So, IF you are trying to boot into Win XP on that HDD, go into BIOS Setup and make sure that the SATA Port Mode is set to something like "IDE Emulation" or PATA mode, and not to SATA or AHCI or RAID. That lets the BIOS itself intervene and make the actual SATA HDD appear to Win XP to be a plain older IDE drive it DOES understand fully, and it can boot from it. Just maybe the two laptops you have been trying have their BIOS's set differently on this point, which might explain why a SATA HDD can serve as a boot device in one, but not in the other.
Thanks for the comments. I think this must be a compatibility problem as the 'suspect' disk works fine in another laptop and the 'suspect' laptop work fine with other disks. What I can't figure out is what in the BIOS is incompatible with the disk.
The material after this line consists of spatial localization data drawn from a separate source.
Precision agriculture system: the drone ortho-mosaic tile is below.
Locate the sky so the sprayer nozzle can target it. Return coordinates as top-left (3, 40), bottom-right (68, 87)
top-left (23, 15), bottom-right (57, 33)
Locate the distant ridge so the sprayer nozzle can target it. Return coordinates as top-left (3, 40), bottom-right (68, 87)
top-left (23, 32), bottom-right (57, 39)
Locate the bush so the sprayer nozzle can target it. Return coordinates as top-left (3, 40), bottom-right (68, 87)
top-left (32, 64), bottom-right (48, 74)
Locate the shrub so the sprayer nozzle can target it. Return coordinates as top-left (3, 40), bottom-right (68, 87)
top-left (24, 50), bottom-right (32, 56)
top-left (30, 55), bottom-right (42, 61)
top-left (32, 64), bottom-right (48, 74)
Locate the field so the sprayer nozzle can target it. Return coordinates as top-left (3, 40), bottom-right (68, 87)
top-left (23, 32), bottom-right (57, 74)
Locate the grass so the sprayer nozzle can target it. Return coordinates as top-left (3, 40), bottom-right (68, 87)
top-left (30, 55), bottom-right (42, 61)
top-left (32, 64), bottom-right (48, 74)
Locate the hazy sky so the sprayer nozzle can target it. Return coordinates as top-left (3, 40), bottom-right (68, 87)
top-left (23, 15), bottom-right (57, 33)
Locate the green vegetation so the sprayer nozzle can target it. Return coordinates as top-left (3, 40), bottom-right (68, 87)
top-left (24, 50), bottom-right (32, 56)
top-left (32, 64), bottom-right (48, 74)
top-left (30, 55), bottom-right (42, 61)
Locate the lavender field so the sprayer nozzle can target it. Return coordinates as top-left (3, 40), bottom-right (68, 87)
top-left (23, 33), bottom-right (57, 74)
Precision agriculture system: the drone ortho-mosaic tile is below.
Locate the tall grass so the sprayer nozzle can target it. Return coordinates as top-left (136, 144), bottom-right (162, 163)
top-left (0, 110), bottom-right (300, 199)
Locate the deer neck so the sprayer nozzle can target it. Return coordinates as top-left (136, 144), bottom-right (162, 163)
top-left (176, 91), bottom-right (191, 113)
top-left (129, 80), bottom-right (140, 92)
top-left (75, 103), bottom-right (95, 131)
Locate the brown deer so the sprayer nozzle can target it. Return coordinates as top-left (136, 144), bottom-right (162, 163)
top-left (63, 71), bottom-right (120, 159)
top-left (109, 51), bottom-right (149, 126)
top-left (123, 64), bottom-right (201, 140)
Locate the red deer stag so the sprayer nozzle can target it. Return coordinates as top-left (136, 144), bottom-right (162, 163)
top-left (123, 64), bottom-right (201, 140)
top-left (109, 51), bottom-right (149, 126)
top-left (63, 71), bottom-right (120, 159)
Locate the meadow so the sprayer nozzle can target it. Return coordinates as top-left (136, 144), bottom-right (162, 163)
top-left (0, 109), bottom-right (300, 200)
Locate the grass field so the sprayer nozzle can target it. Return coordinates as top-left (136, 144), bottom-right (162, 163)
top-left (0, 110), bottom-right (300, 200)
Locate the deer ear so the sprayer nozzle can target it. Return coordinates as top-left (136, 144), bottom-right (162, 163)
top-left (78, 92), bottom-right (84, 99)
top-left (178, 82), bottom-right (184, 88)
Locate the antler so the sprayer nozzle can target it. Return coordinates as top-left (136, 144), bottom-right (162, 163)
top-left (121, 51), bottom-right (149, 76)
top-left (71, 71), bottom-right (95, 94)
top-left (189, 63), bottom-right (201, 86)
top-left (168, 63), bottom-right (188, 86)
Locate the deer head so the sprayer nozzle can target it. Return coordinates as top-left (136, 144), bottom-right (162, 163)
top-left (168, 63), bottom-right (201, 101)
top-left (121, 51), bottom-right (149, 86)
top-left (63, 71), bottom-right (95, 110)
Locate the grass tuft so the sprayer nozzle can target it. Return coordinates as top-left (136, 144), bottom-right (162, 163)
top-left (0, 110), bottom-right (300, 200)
I am sure it is the BIOS as it seems to see a variable amount of the disk's ID. So if I go into the BIOS or the boot menu I can sometimes see nothing, once I saw the whole string, but most often I see Hit]s dff f or some similar abbreviated or corrupted string that starts with some of the word 'Hitachi'.
SATA drivers are indeed the sort of thing that can cause problems, and this is XP (MCE) but the other SATA disks work fine. Also, it is not even getting to Windows as evidenced by the partial ID string displayed in the BIOS.